El Chivo siempre había sido bueno para elegir sus relaciones. Acertaba con el afecto, como un buitre con el cálido corazón intacto en medio de la carroña. No lo imaginé nunca con mujeres frígidas, aunque no sé qué hizo de su vida después que dejó el rugby.

Buscame, rogó la Pecosa, pero dónde. La comunicación se había cortado y no volvió a llamar.

Me di una ducha, encontré al peón del taxi en la parada de siempre -Avenida de Mayo y Piedras- y le di el auto para la vuelta nocturna.

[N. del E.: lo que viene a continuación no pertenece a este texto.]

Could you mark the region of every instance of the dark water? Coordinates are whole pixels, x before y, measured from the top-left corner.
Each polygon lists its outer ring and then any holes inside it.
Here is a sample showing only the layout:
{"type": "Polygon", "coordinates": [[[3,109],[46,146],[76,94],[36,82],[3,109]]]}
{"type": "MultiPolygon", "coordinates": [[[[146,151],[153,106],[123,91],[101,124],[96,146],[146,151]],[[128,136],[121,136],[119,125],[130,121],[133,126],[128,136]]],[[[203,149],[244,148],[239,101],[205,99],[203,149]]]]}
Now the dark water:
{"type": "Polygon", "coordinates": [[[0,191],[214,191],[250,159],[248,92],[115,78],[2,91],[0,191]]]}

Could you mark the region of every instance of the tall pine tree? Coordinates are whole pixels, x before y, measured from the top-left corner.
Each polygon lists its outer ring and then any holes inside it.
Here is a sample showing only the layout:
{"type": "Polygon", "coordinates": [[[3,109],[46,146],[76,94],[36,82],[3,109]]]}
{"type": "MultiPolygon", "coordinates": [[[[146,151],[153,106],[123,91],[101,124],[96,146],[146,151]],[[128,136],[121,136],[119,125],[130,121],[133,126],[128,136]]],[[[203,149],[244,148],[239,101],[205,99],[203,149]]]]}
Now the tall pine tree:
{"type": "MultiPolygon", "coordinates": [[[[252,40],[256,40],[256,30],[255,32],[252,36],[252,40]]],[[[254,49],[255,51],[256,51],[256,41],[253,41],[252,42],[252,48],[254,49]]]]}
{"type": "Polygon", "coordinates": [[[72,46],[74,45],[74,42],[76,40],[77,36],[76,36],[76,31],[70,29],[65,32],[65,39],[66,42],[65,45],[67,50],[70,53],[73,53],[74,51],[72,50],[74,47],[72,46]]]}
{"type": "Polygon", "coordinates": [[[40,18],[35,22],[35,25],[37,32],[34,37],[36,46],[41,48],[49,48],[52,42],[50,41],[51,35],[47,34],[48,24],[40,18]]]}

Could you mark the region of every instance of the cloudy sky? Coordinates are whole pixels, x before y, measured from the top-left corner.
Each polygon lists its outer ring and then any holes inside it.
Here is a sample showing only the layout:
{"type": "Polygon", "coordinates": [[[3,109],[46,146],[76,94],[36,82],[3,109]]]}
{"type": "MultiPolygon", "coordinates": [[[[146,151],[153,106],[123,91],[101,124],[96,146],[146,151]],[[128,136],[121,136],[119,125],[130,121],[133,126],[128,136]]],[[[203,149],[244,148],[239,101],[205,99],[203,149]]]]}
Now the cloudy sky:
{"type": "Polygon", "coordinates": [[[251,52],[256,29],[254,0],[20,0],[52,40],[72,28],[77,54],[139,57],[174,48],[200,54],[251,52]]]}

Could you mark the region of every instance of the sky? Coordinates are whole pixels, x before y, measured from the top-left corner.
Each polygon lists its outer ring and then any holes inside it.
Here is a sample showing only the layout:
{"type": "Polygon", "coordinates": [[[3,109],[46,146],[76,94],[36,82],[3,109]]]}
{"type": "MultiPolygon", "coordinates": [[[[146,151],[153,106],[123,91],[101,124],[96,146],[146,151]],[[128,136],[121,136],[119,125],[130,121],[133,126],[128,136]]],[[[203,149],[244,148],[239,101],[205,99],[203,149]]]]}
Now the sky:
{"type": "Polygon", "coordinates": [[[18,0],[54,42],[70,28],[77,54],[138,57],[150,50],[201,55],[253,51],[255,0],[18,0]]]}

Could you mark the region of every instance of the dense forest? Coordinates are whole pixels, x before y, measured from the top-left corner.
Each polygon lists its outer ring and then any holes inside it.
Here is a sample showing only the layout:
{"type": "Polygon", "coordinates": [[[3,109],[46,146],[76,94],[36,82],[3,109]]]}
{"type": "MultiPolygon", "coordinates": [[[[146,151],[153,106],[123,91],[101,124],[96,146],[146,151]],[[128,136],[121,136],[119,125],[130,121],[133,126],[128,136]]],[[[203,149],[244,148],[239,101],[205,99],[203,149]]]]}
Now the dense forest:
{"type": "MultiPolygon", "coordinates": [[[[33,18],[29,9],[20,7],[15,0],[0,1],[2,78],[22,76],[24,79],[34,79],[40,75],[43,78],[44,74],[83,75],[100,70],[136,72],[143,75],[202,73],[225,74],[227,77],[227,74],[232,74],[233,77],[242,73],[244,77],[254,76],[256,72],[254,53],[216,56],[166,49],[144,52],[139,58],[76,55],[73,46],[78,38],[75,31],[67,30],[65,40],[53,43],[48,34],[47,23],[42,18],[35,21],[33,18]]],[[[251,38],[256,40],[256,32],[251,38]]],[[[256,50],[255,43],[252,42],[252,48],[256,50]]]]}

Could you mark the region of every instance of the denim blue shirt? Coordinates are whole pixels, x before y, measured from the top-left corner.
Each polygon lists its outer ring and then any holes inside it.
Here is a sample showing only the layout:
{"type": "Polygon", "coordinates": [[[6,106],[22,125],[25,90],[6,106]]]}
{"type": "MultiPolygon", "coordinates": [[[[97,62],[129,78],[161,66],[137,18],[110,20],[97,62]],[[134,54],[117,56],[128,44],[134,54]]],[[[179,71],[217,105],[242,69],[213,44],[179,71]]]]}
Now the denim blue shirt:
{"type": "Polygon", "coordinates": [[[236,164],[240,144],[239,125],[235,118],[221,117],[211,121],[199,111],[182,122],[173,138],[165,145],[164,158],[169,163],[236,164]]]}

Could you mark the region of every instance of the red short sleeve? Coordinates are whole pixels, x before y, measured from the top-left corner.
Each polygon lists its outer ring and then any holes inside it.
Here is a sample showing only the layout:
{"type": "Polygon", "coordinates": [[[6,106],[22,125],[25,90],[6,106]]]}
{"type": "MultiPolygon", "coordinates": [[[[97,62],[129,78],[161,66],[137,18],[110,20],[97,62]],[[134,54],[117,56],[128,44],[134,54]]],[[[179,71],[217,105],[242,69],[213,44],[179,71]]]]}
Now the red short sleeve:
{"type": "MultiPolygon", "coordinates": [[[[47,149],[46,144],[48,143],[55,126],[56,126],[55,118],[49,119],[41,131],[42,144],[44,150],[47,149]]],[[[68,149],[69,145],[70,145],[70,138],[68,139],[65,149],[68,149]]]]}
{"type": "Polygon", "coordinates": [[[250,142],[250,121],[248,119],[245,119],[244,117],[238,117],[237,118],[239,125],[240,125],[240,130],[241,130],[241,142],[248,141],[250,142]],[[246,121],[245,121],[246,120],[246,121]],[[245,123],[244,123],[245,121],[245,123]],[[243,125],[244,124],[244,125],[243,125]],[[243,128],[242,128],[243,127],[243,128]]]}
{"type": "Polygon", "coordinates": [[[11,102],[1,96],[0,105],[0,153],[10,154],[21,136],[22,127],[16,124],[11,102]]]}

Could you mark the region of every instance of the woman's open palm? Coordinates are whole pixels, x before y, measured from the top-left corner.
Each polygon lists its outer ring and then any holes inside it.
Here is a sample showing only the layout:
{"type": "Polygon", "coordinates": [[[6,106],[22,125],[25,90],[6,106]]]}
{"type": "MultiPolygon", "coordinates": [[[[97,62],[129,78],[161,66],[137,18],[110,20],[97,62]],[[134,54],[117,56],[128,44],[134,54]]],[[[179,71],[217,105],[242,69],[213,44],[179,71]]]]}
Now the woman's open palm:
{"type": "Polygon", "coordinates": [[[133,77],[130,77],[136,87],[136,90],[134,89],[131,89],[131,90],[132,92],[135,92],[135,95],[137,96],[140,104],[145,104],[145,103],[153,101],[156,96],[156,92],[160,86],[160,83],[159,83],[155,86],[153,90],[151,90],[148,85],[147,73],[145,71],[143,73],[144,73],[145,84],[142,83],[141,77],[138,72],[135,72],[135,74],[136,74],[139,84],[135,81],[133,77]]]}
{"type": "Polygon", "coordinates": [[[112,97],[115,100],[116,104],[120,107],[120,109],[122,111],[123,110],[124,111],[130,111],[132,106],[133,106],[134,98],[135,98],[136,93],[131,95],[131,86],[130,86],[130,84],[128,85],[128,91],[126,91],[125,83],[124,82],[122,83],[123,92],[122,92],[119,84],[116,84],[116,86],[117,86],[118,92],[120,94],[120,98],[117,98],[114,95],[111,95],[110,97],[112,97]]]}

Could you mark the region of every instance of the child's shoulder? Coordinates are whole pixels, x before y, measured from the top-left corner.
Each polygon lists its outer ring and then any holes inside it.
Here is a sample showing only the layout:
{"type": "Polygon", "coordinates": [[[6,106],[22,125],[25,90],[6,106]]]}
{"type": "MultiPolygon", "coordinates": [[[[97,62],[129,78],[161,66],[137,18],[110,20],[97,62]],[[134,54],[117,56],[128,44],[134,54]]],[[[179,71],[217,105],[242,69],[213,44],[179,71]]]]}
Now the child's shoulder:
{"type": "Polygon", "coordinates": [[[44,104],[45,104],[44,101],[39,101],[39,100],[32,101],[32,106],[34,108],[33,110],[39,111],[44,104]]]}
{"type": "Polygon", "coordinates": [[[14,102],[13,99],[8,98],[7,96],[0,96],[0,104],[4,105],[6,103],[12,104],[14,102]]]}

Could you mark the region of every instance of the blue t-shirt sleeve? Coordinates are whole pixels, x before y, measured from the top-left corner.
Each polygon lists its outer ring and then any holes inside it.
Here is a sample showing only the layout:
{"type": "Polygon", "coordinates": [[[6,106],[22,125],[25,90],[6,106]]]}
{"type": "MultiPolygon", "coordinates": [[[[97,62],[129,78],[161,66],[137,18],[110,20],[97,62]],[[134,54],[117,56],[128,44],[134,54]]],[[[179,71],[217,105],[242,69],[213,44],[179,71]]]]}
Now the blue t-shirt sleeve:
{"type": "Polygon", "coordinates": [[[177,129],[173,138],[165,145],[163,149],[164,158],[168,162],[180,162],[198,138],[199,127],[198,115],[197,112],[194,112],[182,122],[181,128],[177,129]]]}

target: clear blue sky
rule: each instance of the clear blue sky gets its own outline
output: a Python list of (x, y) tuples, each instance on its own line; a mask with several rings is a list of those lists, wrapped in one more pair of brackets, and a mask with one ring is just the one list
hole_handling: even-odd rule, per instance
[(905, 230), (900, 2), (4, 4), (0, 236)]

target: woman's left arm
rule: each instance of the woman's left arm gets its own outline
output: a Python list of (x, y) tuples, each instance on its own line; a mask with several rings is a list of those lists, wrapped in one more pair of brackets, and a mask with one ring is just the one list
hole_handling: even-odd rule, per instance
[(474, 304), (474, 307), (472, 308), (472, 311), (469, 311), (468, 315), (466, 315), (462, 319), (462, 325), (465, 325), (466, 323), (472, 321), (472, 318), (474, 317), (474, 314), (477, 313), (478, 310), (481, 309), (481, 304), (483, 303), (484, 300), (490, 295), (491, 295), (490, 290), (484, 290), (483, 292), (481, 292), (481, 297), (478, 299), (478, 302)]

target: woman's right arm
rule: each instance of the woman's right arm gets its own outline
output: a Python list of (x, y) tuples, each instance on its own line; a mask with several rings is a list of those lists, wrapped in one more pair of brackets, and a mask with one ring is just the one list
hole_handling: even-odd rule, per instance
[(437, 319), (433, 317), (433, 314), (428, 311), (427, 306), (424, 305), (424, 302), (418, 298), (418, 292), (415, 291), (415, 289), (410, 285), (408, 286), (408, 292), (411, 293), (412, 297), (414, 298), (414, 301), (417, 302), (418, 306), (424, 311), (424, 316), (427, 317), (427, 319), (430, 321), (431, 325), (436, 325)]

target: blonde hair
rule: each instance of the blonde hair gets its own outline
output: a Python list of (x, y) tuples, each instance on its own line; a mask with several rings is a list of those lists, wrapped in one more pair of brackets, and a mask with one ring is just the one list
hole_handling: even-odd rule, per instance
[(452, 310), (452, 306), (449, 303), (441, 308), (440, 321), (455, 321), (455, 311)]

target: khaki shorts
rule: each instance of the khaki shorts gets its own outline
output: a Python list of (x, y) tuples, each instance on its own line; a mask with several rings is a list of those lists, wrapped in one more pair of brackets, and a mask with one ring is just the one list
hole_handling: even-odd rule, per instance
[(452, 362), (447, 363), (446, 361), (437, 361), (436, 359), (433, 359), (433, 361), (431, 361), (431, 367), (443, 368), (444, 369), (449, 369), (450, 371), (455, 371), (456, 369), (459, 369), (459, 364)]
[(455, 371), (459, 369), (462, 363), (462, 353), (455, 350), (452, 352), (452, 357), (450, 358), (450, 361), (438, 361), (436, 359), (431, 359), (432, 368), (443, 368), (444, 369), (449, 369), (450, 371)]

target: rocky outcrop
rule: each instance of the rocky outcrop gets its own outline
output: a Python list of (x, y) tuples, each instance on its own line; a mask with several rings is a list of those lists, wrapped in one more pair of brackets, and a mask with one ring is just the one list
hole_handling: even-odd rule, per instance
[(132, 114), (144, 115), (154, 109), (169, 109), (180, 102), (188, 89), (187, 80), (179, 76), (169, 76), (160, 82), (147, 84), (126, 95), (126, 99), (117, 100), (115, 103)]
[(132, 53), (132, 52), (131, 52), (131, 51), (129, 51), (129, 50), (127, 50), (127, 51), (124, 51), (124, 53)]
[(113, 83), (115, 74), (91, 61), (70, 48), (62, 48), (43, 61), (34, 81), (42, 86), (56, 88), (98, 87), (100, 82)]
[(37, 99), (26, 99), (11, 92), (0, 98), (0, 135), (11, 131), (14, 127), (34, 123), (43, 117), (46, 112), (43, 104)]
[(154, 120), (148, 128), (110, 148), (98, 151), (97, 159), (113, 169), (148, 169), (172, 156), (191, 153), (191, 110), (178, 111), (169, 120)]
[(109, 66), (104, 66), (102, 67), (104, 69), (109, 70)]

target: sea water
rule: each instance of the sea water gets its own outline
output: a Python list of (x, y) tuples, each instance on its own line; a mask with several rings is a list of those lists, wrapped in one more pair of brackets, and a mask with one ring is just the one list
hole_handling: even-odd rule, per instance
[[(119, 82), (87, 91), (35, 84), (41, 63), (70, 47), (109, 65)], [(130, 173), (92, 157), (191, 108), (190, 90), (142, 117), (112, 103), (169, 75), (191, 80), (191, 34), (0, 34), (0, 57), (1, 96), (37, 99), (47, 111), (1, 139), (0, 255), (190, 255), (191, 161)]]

– El primer viaje lo hago yo -le dije-, llevame a Tacuarí y Caseros.

4

Quien conozca Buenos Aires sabe que las avenidas De Mayo y Rivadavia la cruzan de este a oeste como el muro a Berlín, antes de que lo tiraran abajo. El obelisco, la Recoleta, el barrio norte y el puerto reciclado, la vidurria de los restoranes, las librerías de Corrientes con Joyce, Faulkner y Kafka por un peso, el Colón con Pavarotti o Plácido Domingo que cobran fortunas por trinar en el Tercer Mundo y la sinfónica nacional o el ballet estable currando todos los días y casi por nada. Ciudad engreída y pretenciosa por un lado, Berlín oeste. Y desolada por el otro, oriental sin comunistas. Oriente que para colmo es sur, paredón y después, final sin sorpresas, esa clase de abandono que hasta deja tiempo para la melancolía, como un bandoneonista al que un infarto acuesta de a poco sobre el fueye.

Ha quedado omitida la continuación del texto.